Imagine we have an experiment in which **10 individuals** completed a task with **100 trials**. For each of the 1000 total trials, we measured two things, **V1** and **V2**, and our research aims at **investigating the link between these two variables**.

We will generate data using the `simulate_simpson()`

function from the `correlation`

package.

Now let’s visualize the two variables:

```
library(ggplot2)
ggplot(data, aes(x=V1, y=V2)) +
geom_point() +
geom_smooth(colour="black", method="lm", se=FALSE) +
theme_classic()
```

That seems pretty straightfoward! It seems like there is a **negative correlation** between V1 and V2. Let’s test this.

```
## Parameter1 | Parameter2 | r | 95% CI | t | df | p | Method | n_Obs
## ------------------------------------------------------------------------------------------
## V1 | V2 | -0.84 | [-0.86, -0.82] | -48.77 | 998 | < .001 | Pearson | 1000
```

Indeed, there is **strong, negative and significant correlation** between V1 and V2. Great, can we go ahead and **publish these results in PNAS**?

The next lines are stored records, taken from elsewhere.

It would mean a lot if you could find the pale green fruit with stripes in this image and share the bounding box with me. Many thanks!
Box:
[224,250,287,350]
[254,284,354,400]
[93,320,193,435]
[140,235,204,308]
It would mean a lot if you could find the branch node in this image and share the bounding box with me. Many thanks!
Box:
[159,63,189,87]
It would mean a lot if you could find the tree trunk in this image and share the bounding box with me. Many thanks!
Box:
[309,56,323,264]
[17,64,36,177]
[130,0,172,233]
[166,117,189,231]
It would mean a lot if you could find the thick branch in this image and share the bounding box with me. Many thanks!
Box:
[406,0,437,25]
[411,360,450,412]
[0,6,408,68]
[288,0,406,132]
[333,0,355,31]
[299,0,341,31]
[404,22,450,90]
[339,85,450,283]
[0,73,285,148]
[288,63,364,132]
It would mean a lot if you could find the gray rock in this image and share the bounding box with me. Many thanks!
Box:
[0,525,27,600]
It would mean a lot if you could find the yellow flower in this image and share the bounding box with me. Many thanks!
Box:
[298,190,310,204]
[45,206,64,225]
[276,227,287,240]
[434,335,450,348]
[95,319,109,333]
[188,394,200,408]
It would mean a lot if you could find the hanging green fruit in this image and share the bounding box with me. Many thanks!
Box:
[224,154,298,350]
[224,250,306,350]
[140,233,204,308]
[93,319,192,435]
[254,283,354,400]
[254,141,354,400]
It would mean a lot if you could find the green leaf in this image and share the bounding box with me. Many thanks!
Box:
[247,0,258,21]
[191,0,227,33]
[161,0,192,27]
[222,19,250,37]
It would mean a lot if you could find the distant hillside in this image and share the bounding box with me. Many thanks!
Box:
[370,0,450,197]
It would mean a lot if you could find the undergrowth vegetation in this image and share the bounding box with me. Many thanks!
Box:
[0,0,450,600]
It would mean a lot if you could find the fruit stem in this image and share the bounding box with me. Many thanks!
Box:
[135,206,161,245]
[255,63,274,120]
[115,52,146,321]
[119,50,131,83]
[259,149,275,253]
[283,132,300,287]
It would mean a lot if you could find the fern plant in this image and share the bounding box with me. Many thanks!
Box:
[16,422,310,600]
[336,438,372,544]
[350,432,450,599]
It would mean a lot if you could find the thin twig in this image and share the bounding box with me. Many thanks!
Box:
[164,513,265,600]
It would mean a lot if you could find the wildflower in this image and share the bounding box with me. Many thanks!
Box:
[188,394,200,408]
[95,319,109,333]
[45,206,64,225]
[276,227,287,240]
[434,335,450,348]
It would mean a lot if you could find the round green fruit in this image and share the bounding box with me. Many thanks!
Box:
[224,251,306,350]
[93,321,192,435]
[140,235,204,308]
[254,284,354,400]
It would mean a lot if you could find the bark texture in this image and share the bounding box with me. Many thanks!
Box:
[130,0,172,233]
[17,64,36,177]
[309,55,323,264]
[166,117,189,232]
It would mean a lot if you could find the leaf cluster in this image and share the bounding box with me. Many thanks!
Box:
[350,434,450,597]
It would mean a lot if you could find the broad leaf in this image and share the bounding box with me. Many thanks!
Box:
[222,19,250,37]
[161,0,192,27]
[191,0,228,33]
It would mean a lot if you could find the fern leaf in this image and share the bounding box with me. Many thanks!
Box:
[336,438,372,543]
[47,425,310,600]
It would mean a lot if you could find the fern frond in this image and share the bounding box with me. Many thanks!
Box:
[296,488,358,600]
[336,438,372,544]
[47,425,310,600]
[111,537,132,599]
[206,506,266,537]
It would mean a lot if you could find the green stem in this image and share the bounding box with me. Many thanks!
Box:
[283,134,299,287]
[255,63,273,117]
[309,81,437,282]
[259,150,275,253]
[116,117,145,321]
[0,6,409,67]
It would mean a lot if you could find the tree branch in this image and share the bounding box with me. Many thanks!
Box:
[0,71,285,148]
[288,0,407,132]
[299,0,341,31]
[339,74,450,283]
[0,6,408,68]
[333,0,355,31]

Hold on sunshine! Ever heard of something called the **Simpson’s Paradox**?

Let’s colour our datapoints by group (by individuals):

```
library(ggplot2)
ggplot(data, aes(x=V1, y=V2)) +
geom_point(aes(colour=Group)) +
geom_smooth(aes(colour=Group), method="lm", se=FALSE) +
geom_smooth(colour="black", method="lm", se=FALSE) +
theme_classic()
```

Mmh, interesting. It seems like, for each subject, the relationship is different. The negative general trend seems to be created by **differences between the groups** and could be spurious!

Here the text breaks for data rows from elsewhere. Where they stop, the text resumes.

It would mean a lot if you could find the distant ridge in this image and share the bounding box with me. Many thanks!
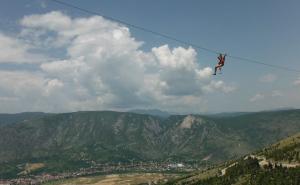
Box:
[128,109,171,118]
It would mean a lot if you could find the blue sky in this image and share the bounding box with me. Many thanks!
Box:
[0,0,300,113]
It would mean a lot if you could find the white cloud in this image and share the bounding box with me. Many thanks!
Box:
[293,77,300,85]
[271,90,283,97]
[0,32,45,63]
[259,74,277,83]
[250,93,265,102]
[0,11,235,111]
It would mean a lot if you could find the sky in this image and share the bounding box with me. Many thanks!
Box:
[0,0,300,113]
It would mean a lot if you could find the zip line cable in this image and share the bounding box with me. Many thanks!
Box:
[50,0,300,73]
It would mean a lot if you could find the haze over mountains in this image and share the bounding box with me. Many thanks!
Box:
[0,110,300,177]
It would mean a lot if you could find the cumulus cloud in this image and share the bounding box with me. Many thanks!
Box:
[249,93,265,102]
[0,11,235,111]
[293,77,300,85]
[259,74,277,83]
[0,32,44,63]
[271,90,283,97]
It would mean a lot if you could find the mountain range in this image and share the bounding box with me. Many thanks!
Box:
[0,110,300,178]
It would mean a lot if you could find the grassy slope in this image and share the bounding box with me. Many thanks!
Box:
[167,132,300,185]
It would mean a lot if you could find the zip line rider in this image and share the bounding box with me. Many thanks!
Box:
[213,54,226,75]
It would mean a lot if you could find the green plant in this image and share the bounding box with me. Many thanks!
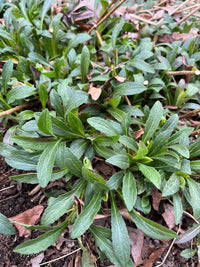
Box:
[0,0,200,266]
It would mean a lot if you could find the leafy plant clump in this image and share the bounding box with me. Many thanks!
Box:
[0,0,200,266]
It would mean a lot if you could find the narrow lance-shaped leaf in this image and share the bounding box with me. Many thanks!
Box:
[175,224,200,244]
[106,154,130,170]
[90,225,134,267]
[111,194,130,266]
[71,192,101,238]
[142,101,163,143]
[68,112,84,135]
[129,210,177,240]
[2,60,13,90]
[14,225,66,254]
[40,0,55,30]
[87,117,119,136]
[0,213,16,235]
[41,180,85,225]
[187,177,200,219]
[37,109,54,135]
[81,45,90,83]
[138,163,161,191]
[37,140,60,187]
[82,166,109,191]
[122,172,137,211]
[65,147,83,177]
[162,173,180,197]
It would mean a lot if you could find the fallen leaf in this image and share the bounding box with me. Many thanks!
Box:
[31,253,44,267]
[115,75,126,83]
[162,203,176,229]
[74,250,81,267]
[143,244,168,267]
[128,227,144,266]
[134,129,144,139]
[9,205,44,237]
[151,188,165,211]
[88,86,102,100]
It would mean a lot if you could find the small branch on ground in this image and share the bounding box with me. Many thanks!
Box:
[88,0,126,34]
[179,108,200,119]
[166,70,200,75]
[0,101,39,118]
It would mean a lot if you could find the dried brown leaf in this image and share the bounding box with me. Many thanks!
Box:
[143,244,168,267]
[162,203,176,229]
[151,188,165,211]
[128,227,144,266]
[88,86,102,100]
[9,205,44,237]
[31,253,44,267]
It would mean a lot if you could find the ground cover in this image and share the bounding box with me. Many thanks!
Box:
[0,0,200,266]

**Multilevel (as in multi-group) correlations allow us to account for differences between groups**. It is based on a partialization of the group, entered as a random effect in a mixed linear regression.

You can compute them with the **correlations** package by setting the `multilevel`

arguent to `TRUE`

.

```
## Parameter1 | Parameter2 | r | CI | t | df | p | Method | n_Obs
## --------------------------------------------------------------------------------------
## V1 | V2 | 0.50 | [0.45, 0.55] | 18.23 | 998 | < .001 | Pearson | 1000
```

**Dayum!** We were too hasty in our conclusions! Taking the group into account seems to be super important.

Note: In this simple case where only two variables are of interest, it would be of course best to directly proceed using a mixed regression model instead of correlations. That being said, the latter can be useful for exploratory analysis, when multiple variables are of interest, or in combination with a network or structural approach.